GHOST TOWN? Local officials respond to TV report on blog article claiming Lake County is a dying community

LAKE COUNTY - Folks in Lake County got a shock last week.

They were informed by a local TV station that they were living in a Ghost Town.

It was exciting. With satellite trucks and reporters with microphones buttonholing local folks and “community leaders” to talk about why Lake County is dying ... or dead.

It’s not the first time. Some in the media seem to thrive on promoting the doom and gloom they feel inherent in Lake County – all while totally ignoring the good that is happening daily, weekly, and on a continuing basis.

Folks throughout the area were even more upset over the fact that the source article referring to Lake County as a “Ghost Town” as noted in the TV report apparently appeared in the prestigious Wall Street Journal.

It did not.

The report originated on a Internet blog site called “24/7 Wall St.” self-described as a “ ... corporation set up to run a financial news and opinion operation with content delivered over the Internet.”

The article referring to Lake County did potentially have considerable distribution through online offerings and other prime news sites on the Internet.

It obviously reached the local TV station.

In his article, Douglas A. McIntyre, editor of the “24/7 Wall St.” blog writes gloomily of the 10 sites noted as examples of declining communities throughout the nation.

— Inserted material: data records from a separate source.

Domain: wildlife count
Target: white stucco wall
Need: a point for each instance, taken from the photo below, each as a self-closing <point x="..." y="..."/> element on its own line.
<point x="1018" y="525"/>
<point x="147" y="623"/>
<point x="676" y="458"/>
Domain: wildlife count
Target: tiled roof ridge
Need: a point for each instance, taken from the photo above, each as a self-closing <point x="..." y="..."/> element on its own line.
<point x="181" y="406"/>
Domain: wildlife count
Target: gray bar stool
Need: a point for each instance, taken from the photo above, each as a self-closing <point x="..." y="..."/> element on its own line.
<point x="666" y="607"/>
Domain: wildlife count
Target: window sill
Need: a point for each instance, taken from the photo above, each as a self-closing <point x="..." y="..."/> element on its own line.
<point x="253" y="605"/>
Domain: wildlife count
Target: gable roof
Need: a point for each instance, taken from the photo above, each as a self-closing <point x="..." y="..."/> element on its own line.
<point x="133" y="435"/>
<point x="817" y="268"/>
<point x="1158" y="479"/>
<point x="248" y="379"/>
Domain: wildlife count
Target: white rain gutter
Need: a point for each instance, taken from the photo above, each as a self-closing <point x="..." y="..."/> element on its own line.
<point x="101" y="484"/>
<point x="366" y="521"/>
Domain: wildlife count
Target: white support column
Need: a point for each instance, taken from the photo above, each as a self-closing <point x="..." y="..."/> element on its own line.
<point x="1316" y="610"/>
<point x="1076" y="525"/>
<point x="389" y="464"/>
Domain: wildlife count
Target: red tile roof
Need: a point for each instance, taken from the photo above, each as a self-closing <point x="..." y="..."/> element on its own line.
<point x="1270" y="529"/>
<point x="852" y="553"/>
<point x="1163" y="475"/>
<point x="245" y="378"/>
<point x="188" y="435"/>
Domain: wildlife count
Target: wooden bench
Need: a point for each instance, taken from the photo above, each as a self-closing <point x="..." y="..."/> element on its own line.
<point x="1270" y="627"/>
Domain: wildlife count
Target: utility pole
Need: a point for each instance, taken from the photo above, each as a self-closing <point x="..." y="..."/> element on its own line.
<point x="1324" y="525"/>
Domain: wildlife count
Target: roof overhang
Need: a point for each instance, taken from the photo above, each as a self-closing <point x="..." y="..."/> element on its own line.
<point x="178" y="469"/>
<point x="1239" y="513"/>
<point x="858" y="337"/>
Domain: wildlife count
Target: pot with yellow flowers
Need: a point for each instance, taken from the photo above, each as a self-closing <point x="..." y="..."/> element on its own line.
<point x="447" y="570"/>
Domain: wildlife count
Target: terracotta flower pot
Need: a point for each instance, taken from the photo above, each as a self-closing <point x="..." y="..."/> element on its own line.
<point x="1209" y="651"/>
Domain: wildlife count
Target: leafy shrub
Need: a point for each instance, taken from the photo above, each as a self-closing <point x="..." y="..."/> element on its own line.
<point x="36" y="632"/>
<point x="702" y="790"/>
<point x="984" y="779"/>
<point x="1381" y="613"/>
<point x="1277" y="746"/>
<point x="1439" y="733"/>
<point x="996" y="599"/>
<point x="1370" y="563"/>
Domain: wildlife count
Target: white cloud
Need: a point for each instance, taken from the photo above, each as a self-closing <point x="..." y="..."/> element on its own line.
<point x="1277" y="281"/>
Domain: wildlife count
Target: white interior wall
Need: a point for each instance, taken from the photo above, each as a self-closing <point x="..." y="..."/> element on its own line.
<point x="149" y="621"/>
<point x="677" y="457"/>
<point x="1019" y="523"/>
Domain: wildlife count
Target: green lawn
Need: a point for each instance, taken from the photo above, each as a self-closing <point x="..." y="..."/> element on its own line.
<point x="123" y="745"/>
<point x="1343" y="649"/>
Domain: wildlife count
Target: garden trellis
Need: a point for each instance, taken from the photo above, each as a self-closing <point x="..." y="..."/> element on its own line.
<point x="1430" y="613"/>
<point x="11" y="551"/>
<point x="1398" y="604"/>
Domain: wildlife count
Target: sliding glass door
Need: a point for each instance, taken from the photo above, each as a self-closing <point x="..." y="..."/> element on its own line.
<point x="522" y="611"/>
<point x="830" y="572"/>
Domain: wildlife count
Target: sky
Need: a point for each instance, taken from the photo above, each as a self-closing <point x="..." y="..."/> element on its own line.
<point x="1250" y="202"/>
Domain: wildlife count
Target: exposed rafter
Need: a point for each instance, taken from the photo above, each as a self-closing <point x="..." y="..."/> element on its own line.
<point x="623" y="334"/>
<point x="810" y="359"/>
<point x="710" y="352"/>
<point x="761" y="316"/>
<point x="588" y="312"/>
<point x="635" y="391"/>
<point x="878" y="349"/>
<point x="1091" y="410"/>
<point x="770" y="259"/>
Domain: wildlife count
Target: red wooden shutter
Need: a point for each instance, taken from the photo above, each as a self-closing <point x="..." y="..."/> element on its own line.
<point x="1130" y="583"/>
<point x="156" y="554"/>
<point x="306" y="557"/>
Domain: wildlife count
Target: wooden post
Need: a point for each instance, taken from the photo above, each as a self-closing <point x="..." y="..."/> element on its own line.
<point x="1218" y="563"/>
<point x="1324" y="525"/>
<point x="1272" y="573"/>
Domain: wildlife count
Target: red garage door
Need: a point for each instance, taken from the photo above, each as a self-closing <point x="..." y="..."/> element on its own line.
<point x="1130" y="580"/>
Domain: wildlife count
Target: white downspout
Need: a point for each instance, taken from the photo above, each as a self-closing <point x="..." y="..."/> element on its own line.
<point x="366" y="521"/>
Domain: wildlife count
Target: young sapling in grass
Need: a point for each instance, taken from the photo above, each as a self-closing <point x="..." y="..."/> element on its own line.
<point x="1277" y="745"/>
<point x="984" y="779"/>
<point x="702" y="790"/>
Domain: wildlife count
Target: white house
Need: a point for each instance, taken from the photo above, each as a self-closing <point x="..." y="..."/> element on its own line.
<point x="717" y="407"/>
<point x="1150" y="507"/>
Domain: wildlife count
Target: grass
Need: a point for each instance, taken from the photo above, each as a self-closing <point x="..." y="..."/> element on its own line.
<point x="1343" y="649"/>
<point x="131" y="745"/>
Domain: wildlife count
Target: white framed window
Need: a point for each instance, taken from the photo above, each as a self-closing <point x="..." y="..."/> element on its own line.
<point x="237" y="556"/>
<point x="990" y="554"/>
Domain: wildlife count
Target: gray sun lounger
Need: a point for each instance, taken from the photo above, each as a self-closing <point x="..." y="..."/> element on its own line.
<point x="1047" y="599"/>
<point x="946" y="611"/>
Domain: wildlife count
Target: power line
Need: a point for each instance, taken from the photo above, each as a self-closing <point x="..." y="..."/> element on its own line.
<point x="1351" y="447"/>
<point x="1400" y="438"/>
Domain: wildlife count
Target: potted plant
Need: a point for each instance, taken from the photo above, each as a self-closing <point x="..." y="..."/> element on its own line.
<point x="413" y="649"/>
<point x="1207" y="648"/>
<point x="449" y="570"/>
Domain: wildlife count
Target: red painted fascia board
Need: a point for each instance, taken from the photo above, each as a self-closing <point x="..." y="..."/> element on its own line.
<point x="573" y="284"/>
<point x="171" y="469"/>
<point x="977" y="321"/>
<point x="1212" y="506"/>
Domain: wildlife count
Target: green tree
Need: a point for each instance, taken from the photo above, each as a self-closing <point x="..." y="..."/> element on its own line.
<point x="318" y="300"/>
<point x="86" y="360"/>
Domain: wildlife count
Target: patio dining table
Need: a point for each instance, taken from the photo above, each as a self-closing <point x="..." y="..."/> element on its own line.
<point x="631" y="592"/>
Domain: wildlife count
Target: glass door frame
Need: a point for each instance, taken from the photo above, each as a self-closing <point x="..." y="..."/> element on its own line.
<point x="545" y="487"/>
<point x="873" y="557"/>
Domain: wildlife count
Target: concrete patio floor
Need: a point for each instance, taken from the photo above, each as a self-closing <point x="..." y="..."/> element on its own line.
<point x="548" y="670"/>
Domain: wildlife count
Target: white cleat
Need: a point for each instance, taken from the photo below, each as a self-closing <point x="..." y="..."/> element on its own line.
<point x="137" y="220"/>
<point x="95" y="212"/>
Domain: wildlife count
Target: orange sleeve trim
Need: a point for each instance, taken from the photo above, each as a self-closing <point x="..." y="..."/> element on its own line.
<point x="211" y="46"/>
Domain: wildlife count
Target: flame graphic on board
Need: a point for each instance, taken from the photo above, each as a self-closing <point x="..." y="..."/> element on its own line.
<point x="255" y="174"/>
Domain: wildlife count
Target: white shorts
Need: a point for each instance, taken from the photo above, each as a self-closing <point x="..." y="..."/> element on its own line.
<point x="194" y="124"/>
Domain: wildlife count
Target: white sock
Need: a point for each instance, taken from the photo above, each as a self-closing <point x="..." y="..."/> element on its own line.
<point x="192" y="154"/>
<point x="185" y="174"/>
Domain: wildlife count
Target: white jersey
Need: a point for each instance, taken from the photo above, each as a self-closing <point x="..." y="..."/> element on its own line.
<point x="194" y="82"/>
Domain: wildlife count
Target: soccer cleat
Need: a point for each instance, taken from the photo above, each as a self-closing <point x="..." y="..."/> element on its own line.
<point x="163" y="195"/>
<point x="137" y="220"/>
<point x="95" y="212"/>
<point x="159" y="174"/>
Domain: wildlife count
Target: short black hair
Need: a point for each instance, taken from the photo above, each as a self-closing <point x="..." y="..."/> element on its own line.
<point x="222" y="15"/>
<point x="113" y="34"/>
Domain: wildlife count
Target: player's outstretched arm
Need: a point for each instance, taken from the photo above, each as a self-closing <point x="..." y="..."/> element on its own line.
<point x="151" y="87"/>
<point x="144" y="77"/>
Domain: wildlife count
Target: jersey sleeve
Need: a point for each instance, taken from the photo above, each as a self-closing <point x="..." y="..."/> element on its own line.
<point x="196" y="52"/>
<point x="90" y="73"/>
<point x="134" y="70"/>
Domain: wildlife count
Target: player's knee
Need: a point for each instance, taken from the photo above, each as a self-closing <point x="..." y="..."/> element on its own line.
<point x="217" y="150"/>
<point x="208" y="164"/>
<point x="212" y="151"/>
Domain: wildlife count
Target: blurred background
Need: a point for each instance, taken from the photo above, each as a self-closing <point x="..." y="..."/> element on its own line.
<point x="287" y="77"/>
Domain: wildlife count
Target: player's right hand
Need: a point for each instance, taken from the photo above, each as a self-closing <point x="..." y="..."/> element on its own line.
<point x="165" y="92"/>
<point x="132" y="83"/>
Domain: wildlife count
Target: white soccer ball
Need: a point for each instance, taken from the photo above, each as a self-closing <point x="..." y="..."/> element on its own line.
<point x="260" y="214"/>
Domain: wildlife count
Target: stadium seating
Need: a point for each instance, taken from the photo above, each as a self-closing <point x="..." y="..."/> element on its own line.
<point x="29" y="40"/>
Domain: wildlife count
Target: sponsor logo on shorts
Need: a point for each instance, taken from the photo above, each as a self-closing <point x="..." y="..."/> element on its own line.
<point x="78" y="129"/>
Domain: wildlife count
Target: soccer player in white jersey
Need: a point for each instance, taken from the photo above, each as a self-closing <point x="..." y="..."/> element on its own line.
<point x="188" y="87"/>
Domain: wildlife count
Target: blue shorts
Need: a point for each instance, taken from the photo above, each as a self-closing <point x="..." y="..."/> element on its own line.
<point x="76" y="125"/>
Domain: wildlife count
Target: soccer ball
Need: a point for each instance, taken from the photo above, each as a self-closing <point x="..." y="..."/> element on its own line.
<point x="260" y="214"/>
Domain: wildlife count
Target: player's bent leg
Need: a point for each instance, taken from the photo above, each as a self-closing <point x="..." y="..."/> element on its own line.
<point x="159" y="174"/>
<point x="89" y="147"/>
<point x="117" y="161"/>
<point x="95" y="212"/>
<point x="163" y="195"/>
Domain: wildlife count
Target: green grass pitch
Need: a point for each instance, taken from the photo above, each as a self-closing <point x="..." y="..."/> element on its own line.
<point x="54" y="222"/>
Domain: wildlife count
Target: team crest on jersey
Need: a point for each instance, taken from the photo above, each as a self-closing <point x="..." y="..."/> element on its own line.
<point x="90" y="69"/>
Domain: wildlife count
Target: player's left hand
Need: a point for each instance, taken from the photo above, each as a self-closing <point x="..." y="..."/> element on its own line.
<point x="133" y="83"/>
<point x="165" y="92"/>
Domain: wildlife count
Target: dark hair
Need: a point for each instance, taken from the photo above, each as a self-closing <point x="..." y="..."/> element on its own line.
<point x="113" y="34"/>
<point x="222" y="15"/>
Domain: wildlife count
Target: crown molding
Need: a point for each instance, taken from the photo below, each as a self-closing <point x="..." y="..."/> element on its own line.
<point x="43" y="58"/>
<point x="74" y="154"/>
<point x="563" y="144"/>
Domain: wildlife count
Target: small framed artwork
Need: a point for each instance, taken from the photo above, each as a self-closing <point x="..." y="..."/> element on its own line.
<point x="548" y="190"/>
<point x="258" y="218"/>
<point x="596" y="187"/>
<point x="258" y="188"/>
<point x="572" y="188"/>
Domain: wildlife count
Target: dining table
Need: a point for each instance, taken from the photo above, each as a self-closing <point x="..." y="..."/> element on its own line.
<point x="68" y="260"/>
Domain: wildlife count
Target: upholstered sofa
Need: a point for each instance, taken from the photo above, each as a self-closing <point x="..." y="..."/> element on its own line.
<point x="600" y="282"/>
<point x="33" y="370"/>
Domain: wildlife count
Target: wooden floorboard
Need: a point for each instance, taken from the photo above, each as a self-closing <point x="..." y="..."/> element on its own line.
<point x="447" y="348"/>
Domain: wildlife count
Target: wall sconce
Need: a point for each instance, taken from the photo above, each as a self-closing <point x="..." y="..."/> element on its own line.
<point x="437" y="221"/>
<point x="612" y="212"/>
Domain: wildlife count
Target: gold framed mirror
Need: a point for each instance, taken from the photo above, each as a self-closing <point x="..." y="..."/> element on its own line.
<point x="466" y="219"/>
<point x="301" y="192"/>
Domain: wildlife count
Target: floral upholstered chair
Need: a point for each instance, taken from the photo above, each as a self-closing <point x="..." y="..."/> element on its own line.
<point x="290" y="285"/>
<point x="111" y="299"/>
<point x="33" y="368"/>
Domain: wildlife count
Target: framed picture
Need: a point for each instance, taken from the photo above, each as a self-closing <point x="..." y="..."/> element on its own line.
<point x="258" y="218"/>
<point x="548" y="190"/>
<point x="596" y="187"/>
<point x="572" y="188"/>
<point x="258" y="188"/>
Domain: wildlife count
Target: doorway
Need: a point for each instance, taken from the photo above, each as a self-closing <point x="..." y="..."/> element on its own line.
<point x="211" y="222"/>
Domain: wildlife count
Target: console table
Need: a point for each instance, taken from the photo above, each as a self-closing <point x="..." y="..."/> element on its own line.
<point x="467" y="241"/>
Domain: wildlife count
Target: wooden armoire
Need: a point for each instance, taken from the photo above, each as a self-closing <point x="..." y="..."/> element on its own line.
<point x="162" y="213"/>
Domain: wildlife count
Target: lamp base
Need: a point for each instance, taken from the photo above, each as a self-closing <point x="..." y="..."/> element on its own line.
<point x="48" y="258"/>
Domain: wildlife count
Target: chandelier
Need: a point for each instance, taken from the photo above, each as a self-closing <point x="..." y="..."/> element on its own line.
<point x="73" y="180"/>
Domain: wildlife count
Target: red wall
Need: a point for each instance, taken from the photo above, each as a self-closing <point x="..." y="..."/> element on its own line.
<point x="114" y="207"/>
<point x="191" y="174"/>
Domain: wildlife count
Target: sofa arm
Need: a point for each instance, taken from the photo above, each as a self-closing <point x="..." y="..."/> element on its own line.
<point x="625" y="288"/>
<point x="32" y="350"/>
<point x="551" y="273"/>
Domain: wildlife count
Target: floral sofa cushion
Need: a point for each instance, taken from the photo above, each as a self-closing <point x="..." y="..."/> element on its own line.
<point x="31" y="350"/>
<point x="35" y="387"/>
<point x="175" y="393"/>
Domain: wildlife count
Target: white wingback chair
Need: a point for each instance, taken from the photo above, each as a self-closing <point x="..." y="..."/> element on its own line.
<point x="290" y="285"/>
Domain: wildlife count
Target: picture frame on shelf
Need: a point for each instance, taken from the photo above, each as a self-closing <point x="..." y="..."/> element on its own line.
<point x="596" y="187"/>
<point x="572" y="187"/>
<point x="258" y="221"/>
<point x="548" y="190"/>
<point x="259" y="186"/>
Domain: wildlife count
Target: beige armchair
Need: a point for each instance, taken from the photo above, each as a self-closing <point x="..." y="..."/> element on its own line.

“The future of these areas is grim,” wrote McIntyre. “Our research showed that many have sharply declining tax bases which have caused budget cuts.

“Forecasts are calling for the fiscal noose to tighten on them even tighter ...

“These are the American Ghost Towns of the 21st century. Each has a population of more than 10,000 along with vacancy rates of more than 55 percent, according to the 2010 U.S. Census.”

And Number One on this dubious list is Lake County. Number of homes: 14,966. Vacancy rate: 66 percent. Population: 11,014.

According to the “24/7 Wall St.” article:

“Lake County is located in central Michigan, a few hours drive from the industrial cities of Flint, Pontiac and Detroit. It is in the heart of the state’s fishing district and has been a vacation destination since the early years of the car industry. Many of those second home owners are now gone.

“This has helped drive nearly 20 percent of the residents below the poverty level and the median household income to under $27,000 a year.”

People with anything more than a cursory knowledge of what’s happening in the Lake County area believe the “24/7 Wall St.” article is misleading, at best.

“Lake County is absolutely not a “Ghost Town,” responded Lake County Board of Commissioners chair Bob Myers.

“I really don’t know where they came up with this information, but I’d guess it was based on summer people and seasonal home sales or something like that.”

Myers said he thought the TV news report was misleading.

“They come in here to ask about the decline of the county when a week or two before there were tens of thousands of visitors to our area,” he pointed out.

“According to the national census, we have had an increase in population. We also have continuing events - from Baldwin to Irons and all around the area - attracting thousands to our community.

“This entire report was simply unfair.”

Superintendent of Baldwin Community Schools, Randall Howes, was shocked to hear his district was part of a “Ghost Town.”

“I have no idea how this study was carried out, or how the report was made,” said Howes.

“I imagine there was some mistaken information when seasonal properties were considered abandoned properties, or homes that have been abandoned for 50 years were suddenly counted as residences.

“It is simply unfair to call this county a “ghost town,” or to spend time pushing that idea.

“You can quote me on that.”

People actively involved in local tourism and the Pure Michigan program were shocked at the “ghost town” report.

“This is not the best news - with all the good that is going on and considering how hard we’ve all been working to turn things around,” responded Sandy Crandall, past president of the Lake County Chamber of Commerce and president of Michigan’s Great Outdoors.

“Sad and disheartening to say the least. Funny too as Lake County actually had a two percent increase in its population while other counties in Michigan had declines.”

Over in Yates Township, where the community of Idlewild is preparing for it’s centennial celebration, supervisor George Walker said calling Lake County a “ghost town” was silly.

“Lake County ... a “ghost town?” said Walker.

“That’s just ridiculous.

“But then, that’s often how they report on us up here.

“Always bad news. When good news happens, nobody shows up.

“This is a community that is alive and looking to a very promising future. We’re not dead, dying, or a “ghost town.”

“Not by a long shot.”

Walker noted that not only were individual communities thriving, but also townships and county government were working together to support each other and the larger ‘whole.’

“I think this report and the follow-up is way off base.

“We need fewer nay-sayers, and more positive input.

“Lake County is not on the ‘down and out.’ We’re moving upwards.

“We are a viable community. We will continue to be so.”